Naja, sei es wie es sei und wie es ist…irgendwie find ichs ja doch schon fast wieder lustig, zumindest ironisch und ich bin ja doch ein Freund der Ironie. Und das Leben ist nun mal ironisch und irgendjemand hat zumindest seinen Spass beim zuschaun. Und ich? Tja, ich werd wohl lernen müssen mitzulachen…

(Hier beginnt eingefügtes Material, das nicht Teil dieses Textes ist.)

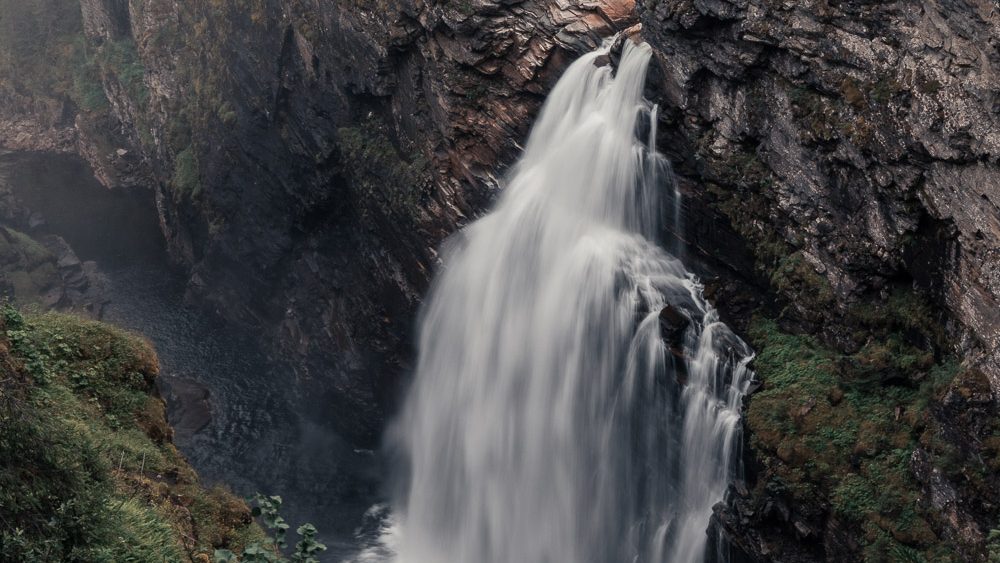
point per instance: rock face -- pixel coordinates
(860, 138)
(308, 157)
(833, 155)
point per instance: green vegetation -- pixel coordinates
(87, 469)
(385, 183)
(269, 551)
(186, 179)
(828, 426)
(40, 47)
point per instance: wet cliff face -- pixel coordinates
(839, 162)
(308, 156)
(861, 138)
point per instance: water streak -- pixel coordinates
(576, 398)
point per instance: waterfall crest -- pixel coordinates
(576, 398)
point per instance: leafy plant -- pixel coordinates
(267, 509)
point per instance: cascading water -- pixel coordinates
(576, 399)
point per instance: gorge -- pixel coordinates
(299, 163)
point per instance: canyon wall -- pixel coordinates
(838, 163)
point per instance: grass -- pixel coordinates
(826, 427)
(87, 469)
(384, 182)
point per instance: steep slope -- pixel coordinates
(88, 470)
(840, 160)
(308, 156)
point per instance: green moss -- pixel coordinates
(825, 427)
(384, 182)
(85, 448)
(187, 176)
(27, 268)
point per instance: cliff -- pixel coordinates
(837, 161)
(88, 469)
(307, 157)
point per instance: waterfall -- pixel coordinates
(576, 398)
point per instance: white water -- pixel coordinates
(548, 421)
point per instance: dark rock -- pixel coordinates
(673, 325)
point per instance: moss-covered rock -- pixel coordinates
(87, 467)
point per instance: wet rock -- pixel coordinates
(190, 405)
(673, 325)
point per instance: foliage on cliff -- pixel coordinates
(87, 468)
(857, 441)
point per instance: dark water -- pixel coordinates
(256, 439)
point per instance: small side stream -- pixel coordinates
(233, 408)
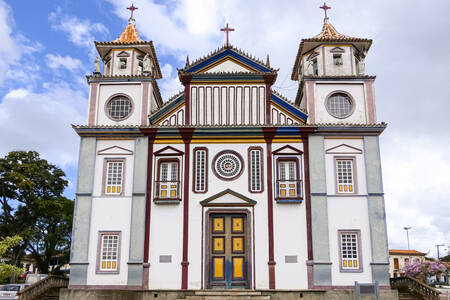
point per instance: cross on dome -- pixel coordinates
(227, 30)
(132, 8)
(325, 7)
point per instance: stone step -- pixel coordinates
(227, 293)
(407, 296)
(226, 297)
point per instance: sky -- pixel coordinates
(47, 48)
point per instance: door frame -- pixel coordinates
(248, 236)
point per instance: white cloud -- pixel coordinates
(68, 62)
(41, 121)
(80, 31)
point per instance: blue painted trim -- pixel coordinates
(289, 107)
(166, 109)
(232, 53)
(288, 201)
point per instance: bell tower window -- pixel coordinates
(119, 108)
(340, 105)
(315, 67)
(337, 58)
(123, 63)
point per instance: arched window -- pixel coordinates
(119, 108)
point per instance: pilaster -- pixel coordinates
(82, 212)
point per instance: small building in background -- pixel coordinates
(399, 258)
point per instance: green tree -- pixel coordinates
(8, 270)
(32, 206)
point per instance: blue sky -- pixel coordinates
(47, 49)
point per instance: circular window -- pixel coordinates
(227, 165)
(119, 108)
(340, 105)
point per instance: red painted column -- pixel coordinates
(151, 133)
(186, 135)
(269, 133)
(186, 81)
(309, 266)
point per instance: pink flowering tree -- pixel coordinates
(422, 270)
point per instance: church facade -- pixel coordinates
(229, 184)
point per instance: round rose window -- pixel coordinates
(227, 165)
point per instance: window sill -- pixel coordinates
(167, 201)
(287, 200)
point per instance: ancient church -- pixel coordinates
(229, 184)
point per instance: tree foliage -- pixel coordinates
(33, 206)
(7, 270)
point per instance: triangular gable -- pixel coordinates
(288, 108)
(287, 150)
(115, 150)
(312, 55)
(169, 107)
(224, 54)
(228, 65)
(123, 54)
(337, 50)
(228, 197)
(344, 149)
(168, 151)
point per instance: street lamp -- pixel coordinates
(437, 246)
(407, 234)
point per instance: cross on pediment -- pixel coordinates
(227, 30)
(325, 7)
(132, 8)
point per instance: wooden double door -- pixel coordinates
(228, 251)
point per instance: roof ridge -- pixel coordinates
(224, 48)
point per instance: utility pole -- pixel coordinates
(437, 247)
(407, 234)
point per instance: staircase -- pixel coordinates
(226, 295)
(45, 289)
(407, 296)
(410, 288)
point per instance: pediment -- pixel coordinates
(123, 54)
(115, 150)
(343, 149)
(312, 55)
(169, 151)
(228, 60)
(229, 65)
(287, 150)
(337, 50)
(228, 197)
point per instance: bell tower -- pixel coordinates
(333, 86)
(126, 92)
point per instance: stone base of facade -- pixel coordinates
(122, 294)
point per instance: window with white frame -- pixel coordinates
(114, 177)
(200, 165)
(255, 170)
(345, 178)
(109, 252)
(167, 185)
(288, 179)
(349, 248)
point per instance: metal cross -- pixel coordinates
(227, 30)
(132, 8)
(325, 7)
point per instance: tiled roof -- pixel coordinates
(130, 34)
(406, 252)
(327, 34)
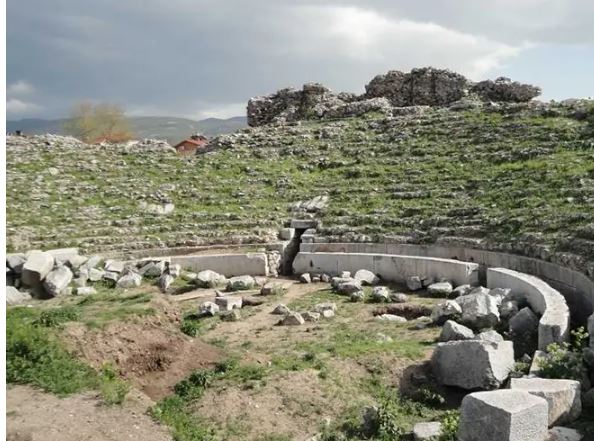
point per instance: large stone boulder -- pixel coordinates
(502, 415)
(38, 265)
(524, 322)
(57, 280)
(479, 310)
(209, 279)
(130, 280)
(349, 286)
(366, 277)
(228, 303)
(427, 431)
(563, 396)
(452, 331)
(473, 364)
(440, 289)
(241, 283)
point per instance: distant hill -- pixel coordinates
(160, 127)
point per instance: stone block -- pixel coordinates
(503, 415)
(563, 396)
(229, 302)
(473, 364)
(37, 266)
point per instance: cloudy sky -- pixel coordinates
(202, 58)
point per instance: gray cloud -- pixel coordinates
(207, 57)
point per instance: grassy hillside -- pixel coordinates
(518, 178)
(159, 127)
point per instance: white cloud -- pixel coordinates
(20, 108)
(20, 88)
(365, 36)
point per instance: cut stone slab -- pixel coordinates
(130, 280)
(414, 283)
(537, 359)
(462, 290)
(452, 331)
(427, 431)
(380, 294)
(479, 310)
(208, 308)
(110, 275)
(490, 335)
(96, 274)
(85, 290)
(398, 297)
(153, 269)
(229, 302)
(231, 316)
(16, 262)
(241, 283)
(391, 318)
(445, 311)
(165, 282)
(441, 289)
(114, 266)
(503, 415)
(209, 279)
(473, 364)
(292, 319)
(311, 316)
(358, 296)
(348, 287)
(281, 309)
(274, 287)
(564, 434)
(524, 322)
(16, 297)
(57, 280)
(305, 278)
(563, 396)
(329, 306)
(366, 277)
(37, 266)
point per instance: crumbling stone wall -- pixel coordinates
(425, 86)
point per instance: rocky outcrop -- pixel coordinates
(424, 86)
(386, 93)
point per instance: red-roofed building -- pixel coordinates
(191, 145)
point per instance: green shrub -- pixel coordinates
(113, 389)
(565, 360)
(56, 317)
(449, 426)
(34, 356)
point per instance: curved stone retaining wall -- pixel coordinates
(389, 267)
(553, 326)
(576, 287)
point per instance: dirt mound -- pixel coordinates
(153, 356)
(36, 416)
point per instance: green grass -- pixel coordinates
(34, 355)
(176, 410)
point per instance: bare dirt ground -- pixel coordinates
(37, 416)
(292, 401)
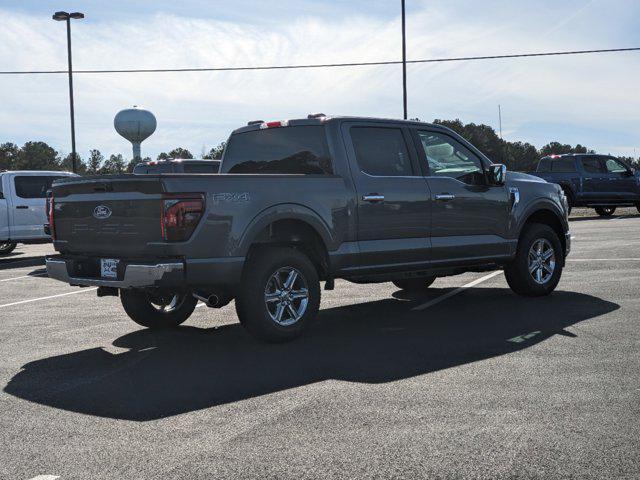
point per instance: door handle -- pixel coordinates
(373, 197)
(444, 197)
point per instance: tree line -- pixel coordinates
(40, 156)
(517, 156)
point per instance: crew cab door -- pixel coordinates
(5, 230)
(393, 204)
(595, 181)
(468, 217)
(28, 193)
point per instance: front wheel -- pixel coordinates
(7, 247)
(537, 268)
(157, 310)
(414, 284)
(605, 211)
(280, 294)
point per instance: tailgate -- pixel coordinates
(115, 216)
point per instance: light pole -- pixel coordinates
(404, 62)
(64, 16)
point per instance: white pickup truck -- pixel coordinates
(22, 207)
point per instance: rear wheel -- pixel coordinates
(605, 211)
(7, 247)
(537, 268)
(157, 310)
(279, 296)
(414, 284)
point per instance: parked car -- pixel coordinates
(598, 181)
(367, 200)
(177, 165)
(22, 207)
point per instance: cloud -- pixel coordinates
(590, 99)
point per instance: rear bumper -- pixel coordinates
(134, 276)
(221, 274)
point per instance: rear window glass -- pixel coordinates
(204, 167)
(34, 186)
(544, 165)
(301, 150)
(143, 168)
(564, 165)
(592, 165)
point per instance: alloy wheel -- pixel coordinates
(541, 261)
(286, 296)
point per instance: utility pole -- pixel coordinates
(64, 16)
(404, 61)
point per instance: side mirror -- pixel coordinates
(497, 174)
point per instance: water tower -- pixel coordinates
(135, 124)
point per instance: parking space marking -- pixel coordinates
(458, 290)
(23, 276)
(603, 259)
(47, 298)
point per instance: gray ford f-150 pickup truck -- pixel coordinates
(304, 201)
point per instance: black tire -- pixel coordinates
(7, 247)
(266, 273)
(414, 284)
(605, 211)
(144, 308)
(517, 272)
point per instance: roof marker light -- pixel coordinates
(277, 124)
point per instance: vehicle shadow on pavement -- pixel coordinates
(163, 374)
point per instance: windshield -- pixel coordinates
(301, 150)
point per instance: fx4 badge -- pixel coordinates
(231, 197)
(102, 212)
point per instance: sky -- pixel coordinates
(589, 99)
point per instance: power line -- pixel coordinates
(323, 65)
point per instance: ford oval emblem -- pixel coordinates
(102, 212)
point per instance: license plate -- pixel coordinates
(109, 268)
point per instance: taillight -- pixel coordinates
(52, 227)
(180, 215)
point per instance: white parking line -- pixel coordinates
(450, 294)
(47, 298)
(23, 276)
(603, 259)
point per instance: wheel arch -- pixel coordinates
(546, 213)
(290, 225)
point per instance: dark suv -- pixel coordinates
(589, 180)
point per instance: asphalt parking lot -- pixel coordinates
(457, 383)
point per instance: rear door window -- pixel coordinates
(449, 158)
(614, 166)
(381, 151)
(34, 186)
(285, 150)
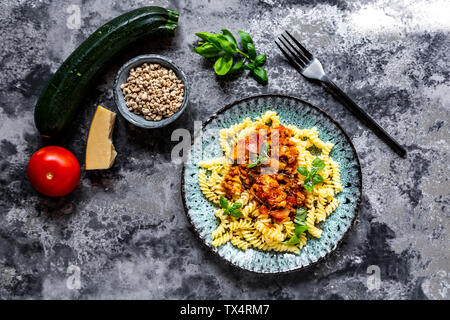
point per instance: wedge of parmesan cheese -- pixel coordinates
(100, 152)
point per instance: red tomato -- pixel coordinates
(280, 214)
(53, 171)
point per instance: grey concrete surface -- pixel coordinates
(125, 228)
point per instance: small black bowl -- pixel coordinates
(121, 78)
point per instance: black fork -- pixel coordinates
(311, 68)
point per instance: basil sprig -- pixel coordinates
(263, 156)
(300, 227)
(230, 209)
(224, 47)
(312, 177)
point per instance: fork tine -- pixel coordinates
(294, 63)
(297, 53)
(306, 52)
(294, 59)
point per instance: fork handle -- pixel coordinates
(363, 116)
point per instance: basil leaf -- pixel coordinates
(249, 66)
(318, 164)
(237, 66)
(260, 75)
(224, 203)
(300, 216)
(292, 241)
(235, 213)
(229, 36)
(260, 60)
(308, 185)
(245, 38)
(207, 50)
(227, 46)
(264, 149)
(204, 35)
(223, 65)
(299, 229)
(251, 51)
(303, 171)
(317, 178)
(236, 205)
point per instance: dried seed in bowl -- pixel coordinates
(153, 91)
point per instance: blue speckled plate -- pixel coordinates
(294, 111)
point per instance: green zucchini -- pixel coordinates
(64, 93)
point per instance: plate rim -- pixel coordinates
(358, 202)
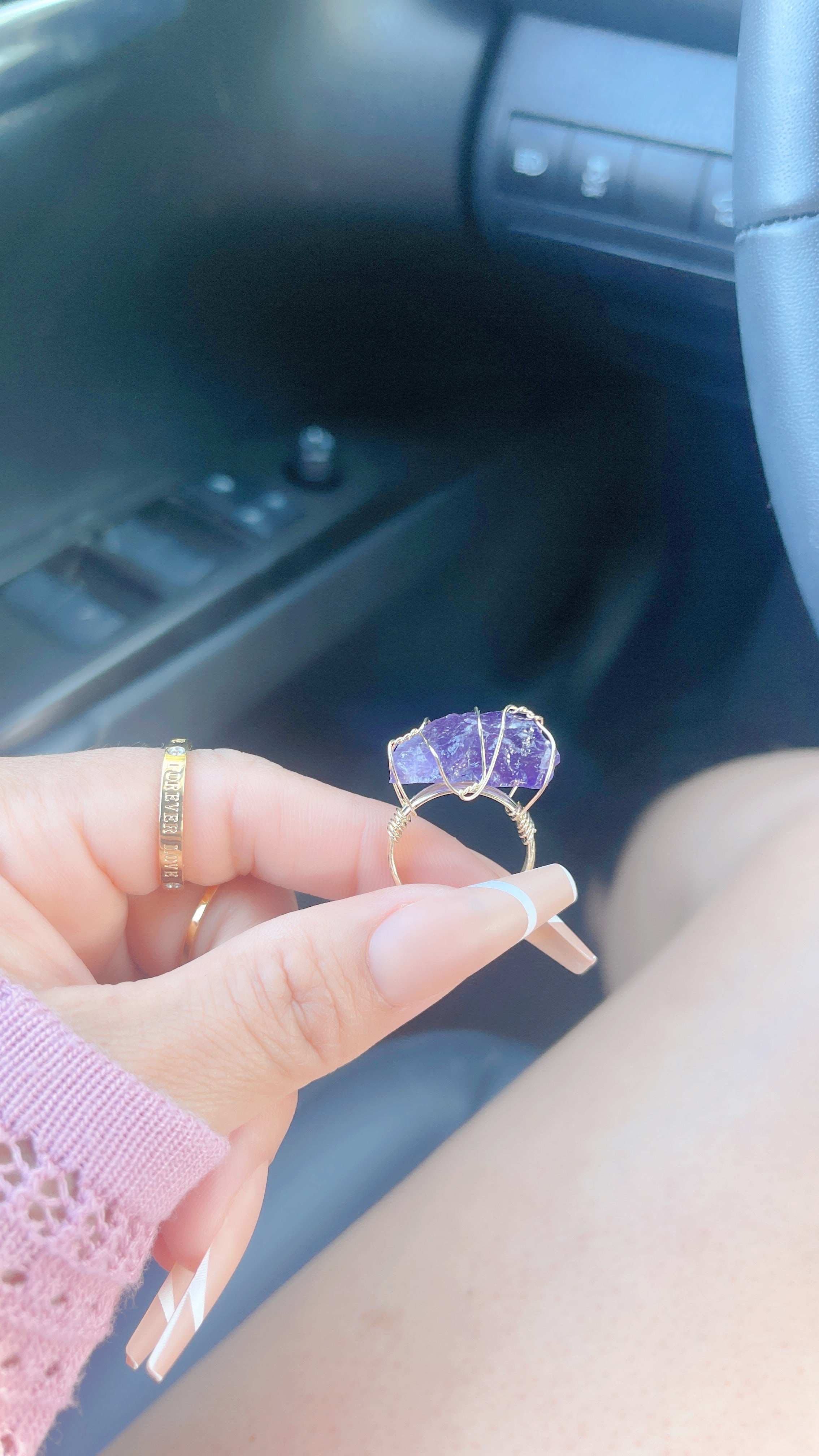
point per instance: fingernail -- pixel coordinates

Ich hatte das Zaubern verlernt…ich hatte verlernt alles um mich lebendig werden zu lassen, die Welt um mich tanzen zu lassen, im Rhythmus der Erde. Ich hatte verlernt das Kleine unendlich groß werden zu lassen und mit dieser Größe den weiten Raum meines Herzens bis in den letzten Winkel auszufüllen. Ich hatte verlernt die kleinste Flamme heller als das strahlende Licht der Sonne leuchten zu lassen und nur mit einem stillen Gedanken den dunkelsten Raum zu erhellen. Ich hatte verlernt tiefe Wunden mit einem warmen Lächeln zu heilen und Tränen der Trauer zu Quellen des Lebens werden zu lassen. Ich hatte verlernt kalte Masken mit der Wärme meines Herzens zu schmelzen und unüberwindbare Mauern einzureißen, indem ich sie nur behutsam mit den Fingern berührte. Ich hatte verlernt an die Magie zu glauben, die mich durchströmt, mit allem verbindet, mächtig und verletzlich, stark und zart, unendlich groß und klein macht. Ich hatte verlernt auf das Leben zu vertrauen, mich führen zu lassen vom Puls der Erde, der Stimme des Windes. Ich hatte verlernt auf dem Rücken der Wolkendrachen bis zu den fernsten Sternen zu fliegen, mich fallen zu lassen, durch Zeit und Raum zu schweben, getragen von den Händen der Magie, des Universums, des Lichts, das alles ist und nichts…
Ich wachte auf, geweckt von einer bekannten Stimme, die mich wie eine alte Freundin zu sich rief. Ich wachte auf und hielt die Welt in Händen – meine Welt, die ich liebevoll und mit erstaunten Augen betrachten konnte. Und ich wurde klein und die Welt um mich wuchs und wurde größer und größer. Ich wachte auf und fühlte, wie der Zauber meinen Körper durchströmte, die Magie jede Zelle pulsieren ließ, und alles war Licht…und dann wachte ich auf.